Friday, April 4, 2014

Big tent becoming pup tent

In Idaho, the GOP’s so-called big tent is rapidly becoming a pup tent, leaving all but its most radical adherents standing outside. This is just fine with the insiders who sued in 2011 and forced the state to allow closed primary elections.
    The Republican far right is getting exactly what it wanted in the race between eight-term 2nd District Congressman Mike Simpson and lawyer Bryan Smith. Smith is backed by the Republican Tea Party wing and the deep pockets of the multi-millionaire members of the radically conservative Club for Growth.
    The airwaves are crammed with club-financed anti-Simpson ads accusing him of being “too liberal,” a charge that when suddenly delivered to most Idaho politicos can cause them to snort milk out their noses.

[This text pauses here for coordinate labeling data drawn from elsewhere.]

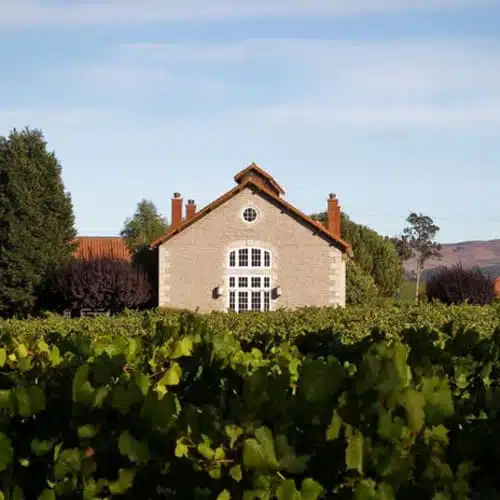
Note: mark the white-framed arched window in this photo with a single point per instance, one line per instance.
(250, 257)
(249, 279)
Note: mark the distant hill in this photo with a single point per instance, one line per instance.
(482, 254)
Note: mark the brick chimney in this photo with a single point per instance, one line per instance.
(333, 215)
(190, 209)
(176, 210)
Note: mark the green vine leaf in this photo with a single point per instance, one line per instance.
(6, 452)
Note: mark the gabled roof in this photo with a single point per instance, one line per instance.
(101, 247)
(254, 170)
(254, 183)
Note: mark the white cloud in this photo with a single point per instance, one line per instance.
(300, 83)
(424, 83)
(29, 12)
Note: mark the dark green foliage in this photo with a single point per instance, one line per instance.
(97, 284)
(139, 231)
(360, 286)
(375, 255)
(172, 407)
(456, 285)
(36, 219)
(145, 226)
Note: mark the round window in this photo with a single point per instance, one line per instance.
(249, 214)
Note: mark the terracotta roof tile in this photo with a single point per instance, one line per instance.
(255, 184)
(102, 247)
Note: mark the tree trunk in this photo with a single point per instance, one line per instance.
(417, 289)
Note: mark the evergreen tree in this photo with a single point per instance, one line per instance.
(373, 254)
(139, 231)
(37, 228)
(145, 226)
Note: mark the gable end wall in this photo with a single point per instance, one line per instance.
(309, 270)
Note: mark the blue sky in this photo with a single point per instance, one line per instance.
(394, 105)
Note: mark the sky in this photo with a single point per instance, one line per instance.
(394, 105)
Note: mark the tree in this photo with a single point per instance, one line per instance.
(139, 231)
(374, 254)
(419, 237)
(456, 285)
(402, 247)
(360, 286)
(37, 226)
(145, 226)
(97, 284)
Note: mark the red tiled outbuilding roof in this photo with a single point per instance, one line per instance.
(102, 247)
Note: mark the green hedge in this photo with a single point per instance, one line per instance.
(356, 403)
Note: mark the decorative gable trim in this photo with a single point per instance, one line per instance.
(252, 183)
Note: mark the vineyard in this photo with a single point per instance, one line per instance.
(362, 403)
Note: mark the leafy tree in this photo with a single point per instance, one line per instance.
(402, 247)
(98, 284)
(456, 285)
(360, 286)
(36, 219)
(418, 238)
(139, 231)
(145, 226)
(374, 254)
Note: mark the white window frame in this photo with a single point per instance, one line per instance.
(248, 291)
(257, 216)
(249, 249)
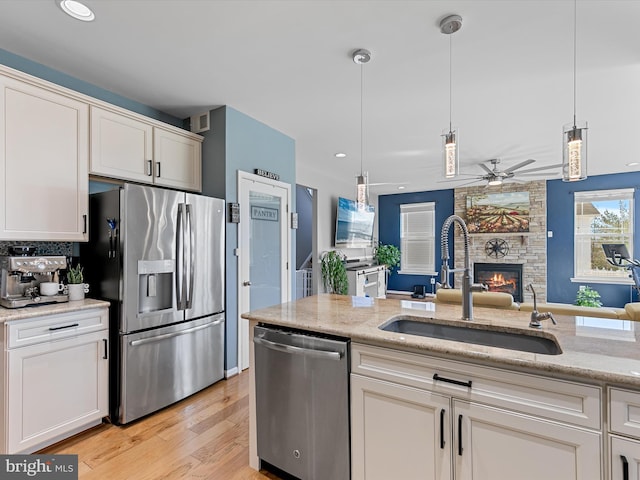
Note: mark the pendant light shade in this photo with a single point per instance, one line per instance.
(574, 137)
(362, 193)
(360, 57)
(450, 147)
(574, 152)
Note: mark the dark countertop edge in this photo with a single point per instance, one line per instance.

    The closed primary handcuffs Simpson’s ability to reach out to his broad base of constituents that previously included both independents and Democrats. Before the closed primary, individual races, not party alignment, sometimes influenced which ticket voters chose to punch.
    Political purists and backroom power brokers hated the system because it weakened wannabe kingmakers. The U.S. District Court agreed that the open system violated their First Amendment right to associate with whom they pleased.
    Yet, open primaries seem to suit most Idaho voters just fine.
    Idaho voters didn’t rush to the polls to declare affiliation in order to vote in the first closed primary in May 2012, which drew record-low voter numbers. Today, 440,000 voters, or 60 percent of the state’s total of 742,000 registered voters, remain unaffiliated. Unaffiliated voters may declare a party preference at the polls next month, but already affiliated voters who wish to switch cannot unless they did so before a March 14 deadline.
    The court’s ruling and the Republican Party’s decision to opt for a closed primary have let the kingmakers rig the system.
    If voters don’t wake up to what’s happening, Idaho could be in for multiple shocks from a right-wing agenda that includes massive under-investment in education and infrastructure, lack of economic growth, a degraded environment, and high percentages of citizens who are undereducated, underemployed or trapped in minimum-wage jobs. The desperately poor can look forward to deeper cuts in Medicaid health services.
    Even with relatively moderate leaders, Idaho continually ranks in the lower rungs of nearly every quality measure of education, health care, environmental protection and economic fitness when compared to other states.